Funny as it may sound, I feel a little scarred and am fighting the feeling. My adopted city makes me rethink my decision and there is little that it offers in terms of reassurance. There is little it did perhaps to change things for Natasha Singh. And there is little it may do in the future for any of us.
But then there is us. The people who make it the city it is now, or the one it will be in times to come. Good or bad. For two days or maybe three, the city halted. Its people lay numb. Paralysed in the head and even the heart, thinking which way to swing. Others talked and debated. Theories floated in the air for takers, if there were any. And takers there were. For all those three days, my office buzzed. Not that it doesn’t otherwise. It is the business of newspaper offices to buzz, but Sunday morning onwards it buzzed with the sound of death.

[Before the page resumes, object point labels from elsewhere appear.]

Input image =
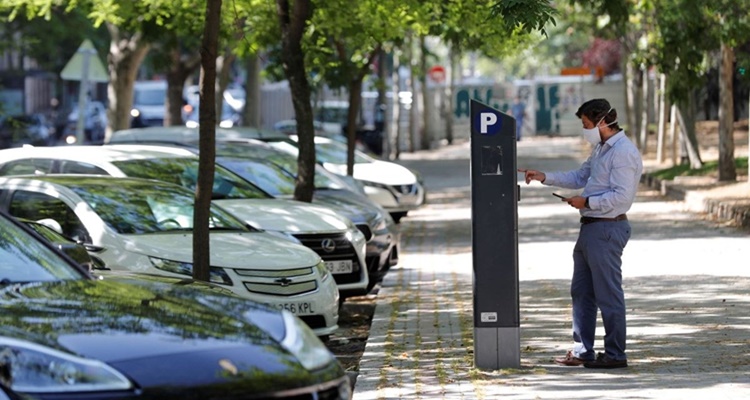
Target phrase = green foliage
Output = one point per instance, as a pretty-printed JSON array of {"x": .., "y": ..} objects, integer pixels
[
  {"x": 51, "y": 43},
  {"x": 708, "y": 168},
  {"x": 526, "y": 15}
]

Ever since, I have been hearing the many debates and discussions of very senior journalists in my office. Amidst the welter of information and opinions, I found myself choosing to believe what I wanted. So did Natasha Singh. Only this city — perhaps this is its biggest strength — refuses any beliefs. So even though a late night plunge from some hotel roof top leaves many of us thinking that it could be us, given the state of affairs, there is little we can do to make lives around us happier.
Why do we in a city like Delhi — largely adopted by ‘migrant labourers like me’ — fail to build a buffer? Deaths happen anywhere. Everywhere for that matter. But isn’t it a little too often, too soon and too much to meet such violent ends, whether it is a Jessica Lal, a Nitish Katara or one of those on the roadside mowed down by a passing car?

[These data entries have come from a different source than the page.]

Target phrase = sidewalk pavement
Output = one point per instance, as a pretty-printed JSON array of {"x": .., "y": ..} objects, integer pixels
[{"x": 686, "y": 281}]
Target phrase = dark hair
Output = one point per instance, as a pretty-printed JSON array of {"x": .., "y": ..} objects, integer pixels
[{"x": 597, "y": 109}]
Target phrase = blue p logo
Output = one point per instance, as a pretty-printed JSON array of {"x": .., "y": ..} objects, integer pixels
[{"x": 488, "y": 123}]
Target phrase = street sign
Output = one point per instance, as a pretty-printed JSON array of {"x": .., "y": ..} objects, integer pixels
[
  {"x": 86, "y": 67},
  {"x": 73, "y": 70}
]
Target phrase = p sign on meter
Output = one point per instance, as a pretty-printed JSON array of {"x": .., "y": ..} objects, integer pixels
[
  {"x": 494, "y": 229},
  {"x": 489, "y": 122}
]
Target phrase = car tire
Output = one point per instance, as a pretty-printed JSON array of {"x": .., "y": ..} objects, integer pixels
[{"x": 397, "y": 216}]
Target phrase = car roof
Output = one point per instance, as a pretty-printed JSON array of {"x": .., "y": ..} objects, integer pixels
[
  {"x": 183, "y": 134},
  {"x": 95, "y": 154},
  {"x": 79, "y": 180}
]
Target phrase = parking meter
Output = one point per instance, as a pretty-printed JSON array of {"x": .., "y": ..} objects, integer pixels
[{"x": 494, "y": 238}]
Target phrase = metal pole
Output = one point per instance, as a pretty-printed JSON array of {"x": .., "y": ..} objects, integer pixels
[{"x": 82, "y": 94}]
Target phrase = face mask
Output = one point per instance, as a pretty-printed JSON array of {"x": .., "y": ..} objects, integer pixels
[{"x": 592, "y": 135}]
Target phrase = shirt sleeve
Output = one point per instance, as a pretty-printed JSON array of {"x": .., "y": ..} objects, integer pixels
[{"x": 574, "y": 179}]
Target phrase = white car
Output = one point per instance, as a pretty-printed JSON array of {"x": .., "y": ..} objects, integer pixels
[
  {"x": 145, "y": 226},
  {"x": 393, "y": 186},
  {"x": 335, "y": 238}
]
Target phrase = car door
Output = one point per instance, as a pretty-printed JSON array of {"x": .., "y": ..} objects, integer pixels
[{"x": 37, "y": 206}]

For those who have been here long enough and for those who intend being here for some time at least, this should be the clincher. It is fortunate I guess, for us to be able to learn from other people’s ends. We must for the sake of self-preservation change the rules of this cosmo.
We have to change the city. There has to be a sense of belonging, of affection, of familiarity, of realising hopes and dreams that we in general and society as a whole must give its citizens. It is after all for these simple human emotions that one cherishes the mofussil towns one visits every now and then or has left behind. The equations must change.
There is only so much extraction that one can take. We must as people learn to give more. What goes round, comes round, they say. And rightly so. For if there is anything in this city that needs a change, a vigorous shaking-up… it is us. Before another acquaintance, a friend, or one of us, takes another fatal plunge.